Délaissant les usuels rouages de la camaraderie, du plomb et des légions, Dunkerque n’est pas loin d’adopter une position anti-spectaculaire d’un conflit pourtant d’envergure : pourvu d’atours résolument contemplatifs, il pose un regard en marge de l’immersion attendue, suivant silencieusement les actions d’une brochette d’interprètes eux-mêmes mutiques. Exception faite de la triplette civile, plus volubile en la matière bien que parcimonieuse, la galerie aux manœuvres confine au déstabilisant : car à l’instar du futur « Protagoniste » de Tenet, l’effacement des personnalités des soldats est prédominant.
In fine, la discorde réside surtout en sa reproduction historique : outre sa démarche contemplative propice aux longues plages parsemées de fantassins esseulés, sa glorification subtile mais non moins tangible des forces anglaises se fait l’écho de l’invisibilisation de celles françaises. Éclipsant en tout ou partie l’héroïsme de ces dernières, elle fait davantage la part belle à la menace invisible de la Wehrmacht, accroissant par voie de fait le sentiment d’oppression et le danger à venir : droit dans ses bottes quant à ses partis-pris, Dunkerque est ainsi à même de décevoir dans son réalisme tout en impressionnant dans la forme.

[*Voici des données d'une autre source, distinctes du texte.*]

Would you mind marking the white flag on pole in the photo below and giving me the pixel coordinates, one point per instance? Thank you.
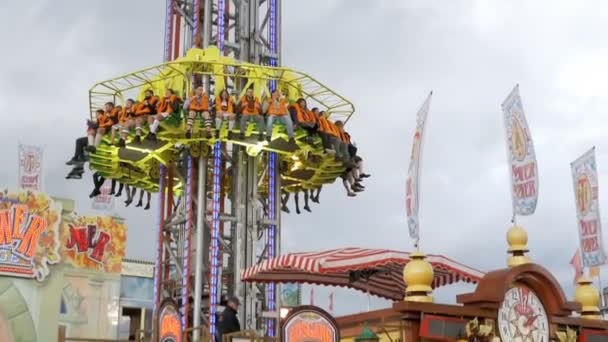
(104, 201)
(521, 155)
(584, 178)
(413, 173)
(30, 167)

Une manière de relancer l’éternel débat de la fidélité, qu’il s’agisse d’une adaptation fictionnelle ou réelle, le long-métrage constituant envers et contre tout une véritable proposition de cinéma… n’en déplaise aux plus fins connaisseurs de la période retranscrite (je pense notamment à mon plus jeune frère, qui le qualifie volontier de « pile de merd**… le ton est donné). S’adjugeant une certaine teneur ensorcelante, Dunkerque m’aura donc plutôt convaincu, bien que ses faiblesses sautent littéralement aux yeux : ses allures dépareillées, la transparence fonctionnelle et assumée de ses personnages, sa propension à l’emphase discrète et l’héroïsme symbolique... les exemples ne manquent pas !

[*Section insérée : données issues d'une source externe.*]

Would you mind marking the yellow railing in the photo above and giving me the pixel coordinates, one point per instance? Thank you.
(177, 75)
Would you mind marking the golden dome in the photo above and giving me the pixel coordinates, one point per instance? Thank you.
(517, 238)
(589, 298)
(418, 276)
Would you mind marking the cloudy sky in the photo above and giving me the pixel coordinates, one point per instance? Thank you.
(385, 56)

Mais à l’image de sa narration non-linéaire, sorte de « gadget » peu emballant de prime abord, Dunkerque est animé d’intentions s’éloignant des standards du genre : son atmosphère pesante se fait le support invisible d’une « bulle » hors du temps, de sorte à matérialiser ce dernier ainsi que le poids des incertitudes, elles qui frappent ces pauvres hères dépassés par l’ampleur des événements. Bien aidé par ses interprètes faisant largement leur part du travail, il relate aussi avec une belle efficacité le jeu des intérêts individuels et collectifs, survivalistes et stratégiques, rouages essentiels d’une Histoire liée aux Nations et hommes.
Si nous lui préférerons l’empreinte viscérale du culte Saving Private Ryan ou le tour de force technique du récent 1917, gageons malgré tout que Dunkerque vaut largement le coup d’œil : un Nolan à part pour une période à part en somme.